In France the people are rebelling against President Emmanuel Macron’s environmental policies, the latest of which is his determination to keep increasing the tax on fuel.
Hundreds of thousands have turned out to block motorways, slip roads and fuel depots. The so-called gilets jaunes (yellow vests) have held at least 630 protests nationwide. Further demonstrations are planned this weekend with calls for protesters to ‘block’ Paris on Saturday, ‘on foot, on horseback, or by car’. The gilets jaunes have described themselves as a ‘grassroots movement’, which is grown and spread by social media. As a result, there is no recognisable hierarchy for authorities to communicate with.
Several police unions have expressed sympathy, and promised not to punish petty or ‘middle-size’ offences ‘out of solidarity with the citizens’.
The cause of the price hikes are ‘eco taxes’ intended to dissuade the French from using cars. The fuel taxes penalise the poor disproportionately and many view green policies as an attack on working people. The tax on mains gas is rising even faster than that on fuel and Macron plans to ban oil-fired central heating within ten years.

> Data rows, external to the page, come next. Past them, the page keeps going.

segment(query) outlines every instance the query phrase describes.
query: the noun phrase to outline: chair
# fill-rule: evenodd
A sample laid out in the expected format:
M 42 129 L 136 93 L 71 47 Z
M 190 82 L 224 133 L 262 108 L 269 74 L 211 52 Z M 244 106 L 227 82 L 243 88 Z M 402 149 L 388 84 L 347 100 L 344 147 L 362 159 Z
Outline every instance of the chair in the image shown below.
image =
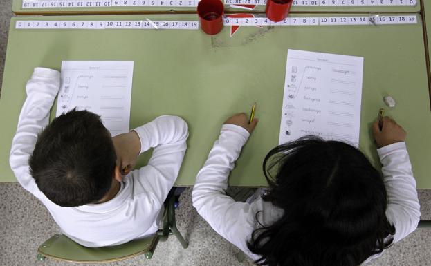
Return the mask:
M 423 220 L 419 221 L 418 228 L 431 228 L 431 220 Z
M 145 258 L 152 257 L 158 241 L 166 241 L 171 234 L 174 235 L 183 248 L 188 247 L 188 243 L 176 228 L 175 221 L 176 191 L 181 188 L 173 187 L 165 200 L 163 229 L 157 234 L 140 239 L 135 239 L 125 244 L 111 247 L 84 247 L 67 236 L 55 234 L 44 242 L 37 249 L 37 259 L 44 260 L 46 258 L 58 260 L 77 263 L 111 263 L 125 260 L 134 256 L 145 254 Z

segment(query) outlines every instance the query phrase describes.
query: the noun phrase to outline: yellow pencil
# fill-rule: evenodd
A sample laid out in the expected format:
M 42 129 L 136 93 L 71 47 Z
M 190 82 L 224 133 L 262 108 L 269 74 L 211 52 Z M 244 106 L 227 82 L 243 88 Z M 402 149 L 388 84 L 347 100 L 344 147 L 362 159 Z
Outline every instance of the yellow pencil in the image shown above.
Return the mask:
M 382 130 L 383 127 L 383 116 L 385 115 L 385 109 L 380 108 L 378 111 L 378 127 Z
M 248 124 L 251 123 L 253 121 L 253 118 L 255 118 L 255 110 L 256 110 L 256 102 L 251 107 L 251 113 L 250 114 L 250 120 L 248 121 Z

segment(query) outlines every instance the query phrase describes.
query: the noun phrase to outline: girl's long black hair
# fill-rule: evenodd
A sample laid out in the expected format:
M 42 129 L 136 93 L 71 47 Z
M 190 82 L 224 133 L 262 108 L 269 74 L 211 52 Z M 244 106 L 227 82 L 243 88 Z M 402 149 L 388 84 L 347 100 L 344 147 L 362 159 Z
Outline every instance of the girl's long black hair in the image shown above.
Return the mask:
M 383 178 L 355 147 L 306 136 L 271 150 L 263 169 L 263 199 L 283 214 L 247 243 L 257 264 L 358 266 L 392 244 Z

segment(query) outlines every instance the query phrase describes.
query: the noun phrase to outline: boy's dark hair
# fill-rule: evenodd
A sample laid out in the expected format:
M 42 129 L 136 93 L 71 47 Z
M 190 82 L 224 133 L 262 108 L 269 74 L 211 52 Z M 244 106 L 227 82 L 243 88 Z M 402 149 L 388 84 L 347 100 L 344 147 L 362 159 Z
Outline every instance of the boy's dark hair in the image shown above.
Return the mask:
M 257 264 L 358 266 L 392 244 L 383 180 L 354 146 L 307 136 L 271 150 L 263 168 L 264 200 L 284 213 L 247 243 Z
M 95 203 L 109 191 L 116 155 L 100 117 L 75 109 L 40 133 L 29 160 L 41 191 L 63 207 Z

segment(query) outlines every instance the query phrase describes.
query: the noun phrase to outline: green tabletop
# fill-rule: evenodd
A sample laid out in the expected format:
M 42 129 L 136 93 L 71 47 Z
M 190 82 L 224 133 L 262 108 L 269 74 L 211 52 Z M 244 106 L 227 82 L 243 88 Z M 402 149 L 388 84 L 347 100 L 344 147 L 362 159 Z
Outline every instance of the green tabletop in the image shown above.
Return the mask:
M 22 3 L 24 0 L 13 0 L 12 10 L 15 14 L 82 14 L 86 12 L 100 13 L 100 12 L 195 12 L 196 7 L 174 7 L 174 6 L 111 6 L 107 8 L 23 8 Z M 109 0 L 108 0 L 109 1 Z M 306 0 L 311 1 L 311 0 Z M 317 1 L 317 0 L 313 0 Z M 337 0 L 340 1 L 340 0 Z M 344 0 L 346 3 L 351 1 L 358 1 L 360 0 Z M 367 0 L 369 1 L 369 0 Z M 375 3 L 377 2 L 377 0 Z M 385 0 L 386 1 L 386 0 Z M 389 0 L 388 0 L 389 1 Z M 396 1 L 396 0 L 394 0 Z M 408 0 L 404 0 L 408 1 Z M 415 6 L 293 6 L 291 10 L 292 12 L 417 12 L 421 10 L 421 0 L 416 0 Z M 231 8 L 225 5 L 227 12 L 250 12 L 248 10 Z M 264 6 L 257 6 L 255 12 L 264 12 Z
M 142 16 L 26 17 L 26 19 L 140 19 Z M 151 17 L 195 19 L 194 15 Z M 419 17 L 419 16 L 418 16 Z M 62 60 L 133 60 L 131 128 L 158 115 L 178 115 L 190 126 L 188 150 L 176 182 L 192 185 L 221 124 L 249 112 L 260 119 L 243 149 L 230 184 L 264 186 L 262 162 L 278 142 L 288 48 L 364 57 L 360 149 L 378 165 L 370 124 L 382 98 L 408 132 L 407 145 L 419 188 L 431 188 L 431 112 L 421 23 L 348 26 L 228 27 L 214 37 L 201 30 L 16 30 L 9 35 L 0 99 L 1 181 L 14 181 L 8 153 L 25 85 L 36 66 L 59 70 Z M 419 21 L 421 20 L 419 17 Z M 52 114 L 53 115 L 54 110 Z M 142 160 L 140 165 L 144 163 Z

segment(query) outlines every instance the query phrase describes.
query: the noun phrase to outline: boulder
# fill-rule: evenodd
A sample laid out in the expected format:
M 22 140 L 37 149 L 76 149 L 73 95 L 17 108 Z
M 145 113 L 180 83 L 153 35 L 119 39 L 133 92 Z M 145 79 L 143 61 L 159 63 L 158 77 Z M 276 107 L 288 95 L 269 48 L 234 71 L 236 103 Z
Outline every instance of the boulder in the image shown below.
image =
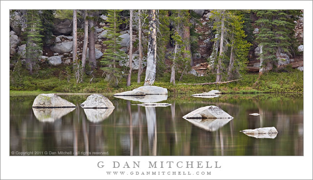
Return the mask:
M 299 52 L 303 52 L 303 45 L 298 46 L 298 51 Z
M 114 96 L 114 97 L 126 100 L 139 101 L 143 103 L 154 103 L 167 99 L 167 94 L 146 95 L 144 96 Z
M 43 122 L 53 123 L 60 119 L 61 117 L 67 114 L 75 109 L 75 108 L 33 108 L 34 115 L 37 120 Z
M 297 69 L 300 71 L 303 71 L 303 66 L 299 66 Z
M 96 59 L 97 59 L 102 57 L 102 56 L 103 55 L 103 53 L 102 53 L 102 52 L 101 52 L 101 51 L 99 51 L 96 49 L 95 50 L 95 53 L 96 54 Z M 89 48 L 87 48 L 87 58 L 89 58 Z
M 76 106 L 55 94 L 40 94 L 35 98 L 32 107 L 40 108 L 76 108 Z
M 183 117 L 184 119 L 233 119 L 229 114 L 215 106 L 208 106 L 199 108 Z
M 67 59 L 64 61 L 64 64 L 69 65 L 70 64 L 70 59 Z
M 147 66 L 147 56 L 142 57 L 142 63 L 141 64 L 142 68 Z M 127 58 L 124 60 L 121 60 L 118 62 L 118 65 L 120 66 L 129 66 L 129 55 L 128 55 Z M 139 55 L 133 54 L 133 65 L 132 68 L 133 70 L 137 70 L 139 68 Z
M 15 35 L 10 35 L 10 47 L 11 48 L 16 48 L 20 42 L 20 39 L 17 36 Z
M 143 91 L 146 95 L 167 94 L 167 89 L 155 86 L 141 86 L 134 90 Z
M 124 34 L 119 36 L 119 37 L 122 38 L 120 44 L 122 47 L 128 47 L 129 45 L 129 41 L 131 38 L 131 36 L 128 33 Z
M 289 56 L 288 55 L 283 53 L 281 53 L 279 57 L 277 57 L 277 59 L 278 59 L 277 63 L 279 66 L 289 64 Z
M 79 21 L 77 21 L 78 23 Z M 53 20 L 53 34 L 57 35 L 70 35 L 73 31 L 73 23 L 71 20 L 54 18 Z M 77 25 L 78 27 L 79 25 Z
M 61 57 L 58 55 L 55 55 L 48 58 L 48 62 L 53 66 L 58 66 L 62 63 Z
M 113 104 L 105 96 L 101 94 L 93 94 L 88 96 L 87 99 L 80 106 L 84 108 L 114 108 Z
M 84 108 L 84 111 L 89 121 L 94 123 L 100 123 L 107 119 L 113 112 L 114 108 L 107 109 Z
M 108 34 L 108 30 L 105 30 L 102 31 L 101 34 L 98 36 L 98 39 L 105 39 L 106 38 L 106 36 L 107 36 L 107 34 Z
M 54 52 L 59 53 L 69 53 L 73 48 L 73 41 L 63 42 L 51 46 L 50 49 Z
M 278 132 L 275 127 L 261 127 L 254 129 L 245 129 L 240 132 L 249 136 L 252 136 L 256 138 L 275 138 Z M 268 135 L 268 136 L 264 136 Z
M 129 90 L 123 92 L 116 93 L 114 94 L 114 96 L 145 96 L 146 94 L 141 90 Z
M 26 44 L 23 44 L 18 47 L 18 54 L 22 58 L 26 58 Z
M 16 53 L 16 50 L 14 48 L 10 48 L 10 55 L 13 55 Z
M 201 17 L 205 11 L 204 9 L 193 9 L 192 11 Z
M 144 104 L 139 104 L 136 105 L 140 106 L 143 106 L 145 107 L 166 107 L 167 106 L 169 106 L 172 105 L 170 104 L 167 103 L 144 103 Z
M 196 126 L 210 132 L 217 131 L 232 120 L 230 118 L 185 119 Z

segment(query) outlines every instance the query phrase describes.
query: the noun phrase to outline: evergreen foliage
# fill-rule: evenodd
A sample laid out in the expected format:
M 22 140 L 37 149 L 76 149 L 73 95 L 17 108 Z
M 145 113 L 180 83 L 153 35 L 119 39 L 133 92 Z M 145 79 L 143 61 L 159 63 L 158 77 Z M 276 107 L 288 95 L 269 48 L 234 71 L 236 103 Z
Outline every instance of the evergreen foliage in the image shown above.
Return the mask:
M 103 65 L 101 69 L 106 74 L 106 81 L 114 86 L 117 86 L 122 77 L 122 71 L 116 68 L 116 64 L 119 61 L 125 61 L 127 57 L 125 53 L 120 50 L 121 38 L 119 33 L 119 26 L 122 20 L 119 14 L 122 10 L 108 10 L 107 22 L 110 23 L 109 27 L 104 27 L 105 31 L 107 31 L 106 35 L 107 40 L 103 44 L 107 45 L 107 49 L 104 53 L 103 58 L 101 60 Z

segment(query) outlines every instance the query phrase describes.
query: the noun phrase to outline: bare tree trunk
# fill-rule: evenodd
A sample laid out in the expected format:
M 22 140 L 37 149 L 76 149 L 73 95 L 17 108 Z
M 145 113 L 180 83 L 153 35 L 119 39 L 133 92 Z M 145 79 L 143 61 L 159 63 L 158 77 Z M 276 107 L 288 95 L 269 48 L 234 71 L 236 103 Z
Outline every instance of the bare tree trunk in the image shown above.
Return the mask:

He has banned the extraction of any fossil fuels on mainland France, which is ironic since France is sitting on 80 per cent of Europe’s frackable gas, enough to keep France self-sufficient in energy for centuries.
The rise of the gilets jaunes coincides with Macron’s record low 26 per cent approval rating. A poll published by Ifop on November 14 indicates two-thirds of French people expect a ‘social explosion’ in coming months. Could this be the start of a new French Revolution?